Move to Bypass Committee, Vote on Murder Law Seen as Blow to Brown

Share
Times Staff Writer

In yet another assault on Willie Brown’s embattled speakership, Republicans and a group of rebellious conservative Democrats teamed up Friday to revive legislation that would toughen the penalty for juveniles 16 and over convicted of first-degree murder.

Republicans and the dissident “Gang of Five” Democrats were able to bypass the Assembly’s committee system by amending into an unrelated measure on the Assembly floor a piece of anti-crime legislation that they argue has been bottled up in committees dominated by Brown-appointed liberals.

It is a tactic that in the last two months has led to the Assembly approving legislation extending the death penalty to murderers of children under age 14--the first time a death penalty bill had cleared the house in more than a decade--and giving police the authority to use wiretaps in major drug investigations. Gov. George Deukmejian last week signed the wiretap measure into law.

Advertisement

Just last Monday, the Assembly, at the urging of one of the five Democrats, who have been challenging Brown’s authority, amended another bill on the Assembly floor with a provision extending the death penalty to murderers of witnesses in juvenile cases.

Friday’s action had clear election-year overtones. Assemblyman Gerald N. Felando (R-San Pedro), who is locked in a fierce primary battle, carried the latest amendments, which were added to an unrelated bill, by Assemblyman Tim Leslie (R-Carmichael), dealing with penalties for burglaries.

Felando’s principal primary opponent, Deane Dana III, has based part of his campaign on a promise that he will work to oust Brown, while at the same time criticizing Felando as being part of a Republican establishment that, for its own political purposes, has helped keep the Speaker in power.

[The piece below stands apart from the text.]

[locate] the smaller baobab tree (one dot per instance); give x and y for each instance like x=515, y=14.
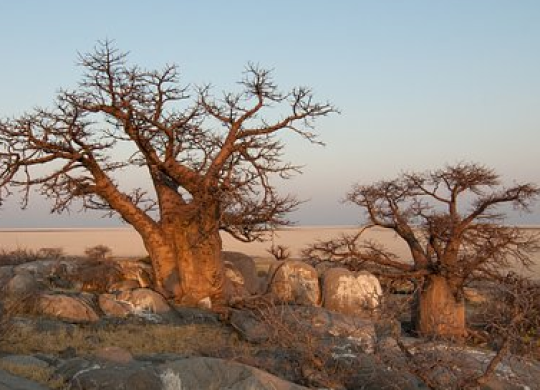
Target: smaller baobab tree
x=207, y=164
x=448, y=220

The Felando amendment--which could help Felando distance himself from Brown in the final days of the campaign--would give Juvenile Court judges the authority to sentence youths between the ages of 16 and 18, who are convicted of first-degree murder with special circumstances, to life in state prison without the possibility of parole or to a term of 25 years to life.

Despite protests from some Democrats that the amendment had not been given a hearing in the Assembly Public Safety Committee, the measure passed easily on a 48-6 bipartisan vote, with Brown among those voting no. A vote on the amended bill itself could occur as early as next week.

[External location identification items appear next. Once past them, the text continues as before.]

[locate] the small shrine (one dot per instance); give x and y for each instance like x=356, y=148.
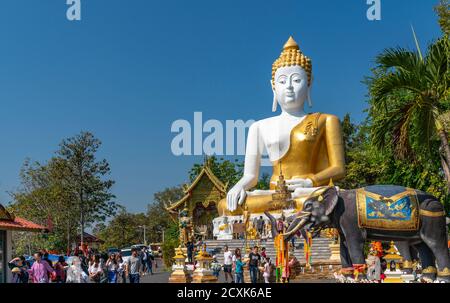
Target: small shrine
x=393, y=259
x=203, y=273
x=199, y=204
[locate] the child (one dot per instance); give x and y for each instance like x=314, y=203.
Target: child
x=267, y=270
x=239, y=272
x=216, y=267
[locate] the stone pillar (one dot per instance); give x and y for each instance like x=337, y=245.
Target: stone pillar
x=203, y=273
x=179, y=273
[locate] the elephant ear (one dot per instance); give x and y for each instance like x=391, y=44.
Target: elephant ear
x=329, y=199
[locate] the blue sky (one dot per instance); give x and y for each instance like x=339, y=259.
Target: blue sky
x=128, y=69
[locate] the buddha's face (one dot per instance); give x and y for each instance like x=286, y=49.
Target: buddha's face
x=291, y=88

Felando told his colleagues that “in the eyes of family survivors,” there is no difference between juveniles or adults who are “cold-blooded killers.”

Advertisement

Assemblyman Charles Calderon (D-Alhambra), one of the Gang of Five, made a plea for the amendment. In an interview after the vote, he said the action was “another example of the Gang of Five-Republican effort.” The amendment, he said, was made on the Assembly floor because it was clear it would have a difficult time surviving in the liberal-dominated Public Safety Committee.

Assemblyman Terry Friedman (D-Tarzana), a member of that committee, said the way the bill was amended on the floor was an affront to the Assembly’s established committee system.